Management of gestational hypertension (new hypertension presenting at 20 weeks' gestation or more without proteinuria)

  • These recommendations are based on expert opinion from the National Institute for Health and Clinical Excellence (NICE) [National Collaborating Centre for Women's and Children's Health, 2010], which recommends:
    • That all women with gestational hypertension should be offered an integrated package of care that may include hospital admission, regular measurement of blood pressure, testing for proteinuria, and relevant blood tests.
    • Admission to hospital if blood pressure is 160/110 mmHg or greater.
  • Expert assessment is also recommended as pre-eclampsia may present atypically; 20% of women with atypical eclampsia have minimal or absent proteinuria [Young et al, 2010].

Management of pre-eclampsia

  • These recommendations are based on expert opinion from NICE [National Collaborating Centre for Women's and Children's Health, 2010], which recommends:
    • That all women with pre-eclampsia should be offered immediate admission and an integrated package of care, regular measurements of blood pressure, testing for proteinuria, and relevant blood tests.

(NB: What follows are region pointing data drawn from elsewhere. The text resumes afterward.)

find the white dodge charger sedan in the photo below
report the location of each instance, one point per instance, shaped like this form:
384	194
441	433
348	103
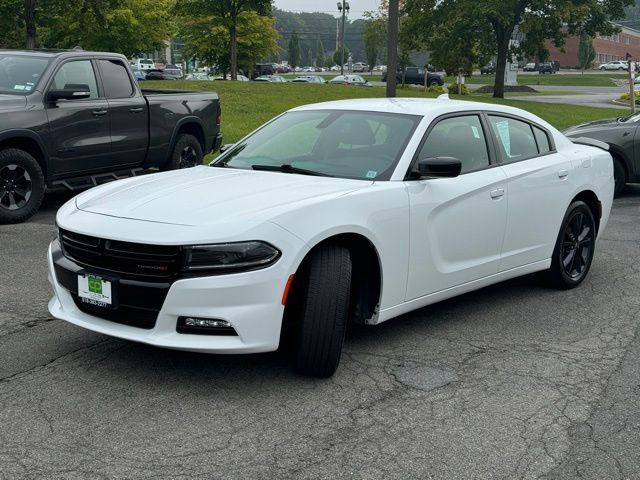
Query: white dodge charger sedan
349	211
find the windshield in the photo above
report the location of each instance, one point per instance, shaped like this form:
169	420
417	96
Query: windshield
347	144
19	75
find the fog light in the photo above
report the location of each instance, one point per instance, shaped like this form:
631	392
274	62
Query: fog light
204	326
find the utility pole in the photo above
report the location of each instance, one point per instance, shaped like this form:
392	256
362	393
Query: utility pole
344	8
392	47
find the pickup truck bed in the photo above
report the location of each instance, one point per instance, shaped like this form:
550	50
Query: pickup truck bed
75	119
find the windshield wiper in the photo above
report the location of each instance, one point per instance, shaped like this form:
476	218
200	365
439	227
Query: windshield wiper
286	168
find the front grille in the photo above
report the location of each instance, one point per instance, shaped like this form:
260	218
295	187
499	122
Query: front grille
135	259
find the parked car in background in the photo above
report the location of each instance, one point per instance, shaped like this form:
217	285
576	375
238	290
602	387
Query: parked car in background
309	79
271	79
415	76
360	67
615	65
623	137
355	80
144	64
488	69
76	119
330	215
159	75
546	67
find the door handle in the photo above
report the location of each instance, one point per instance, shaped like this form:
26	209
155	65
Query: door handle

Dipstick analysis of proteinuria and decision to refer

  • NICE reviewed the evidence and recommended that an automated dipstick is used for diagnosing pre-eclampsia in secondary care and that a 1+ protein result or more on an automated dipstick should be quantified by using a 24-hour urine collection or a spot urinary protein:creatinine sample [National Collaborating Centre for Women's and Children's Health, 2010]. There are no recommendations for primary care clinicians who may only have access to visual dipstick testing. NICE based its decision on a review of the available evidence and concluded that:
    • Visual dipstick testing is a poor test for the diagnosis of pre-eclampsia.
    • A negative dipstick result does not exclude significant proteinuria.
  • NICE based its recommendation mainly on evidence from a meta analysis of six trials and a subsequent prospective study that showed visual dipstick analysis of urine with a 1+ threshold is unreliable for detecting clinically significant proteinuria [Waugh et al, 2004]. Its use in clinical decision making is therefore of limited usefulness. Although accuracy may be improved by using a higher cut-off point (such as 2+), there are only limited data of poor methodological quality for this threshold. Accuracy was improved by using an automated dipstick device.
  • Most primary care physicians will only have access to visual dipstick analysis of urine and will need to make a clinical decision taking into account the result. In addition, accurate quantification of proteinuria by collection of a 24-hour urine sample or by urinary protein:creatinine ratio would take an unacceptable length of time. Therefore, CKS recommends that primary care clinicians seek immediate specialist advice for pregnant women who are more than 20 weeks' gestation who present with new hypertension and a trace or more of protein in their urine on visual dipstick urinalysis. If access to the more accurate automated dipstick testing is available, then a threshold of 1+ protein is recommended, in keeping with NICE guidelines.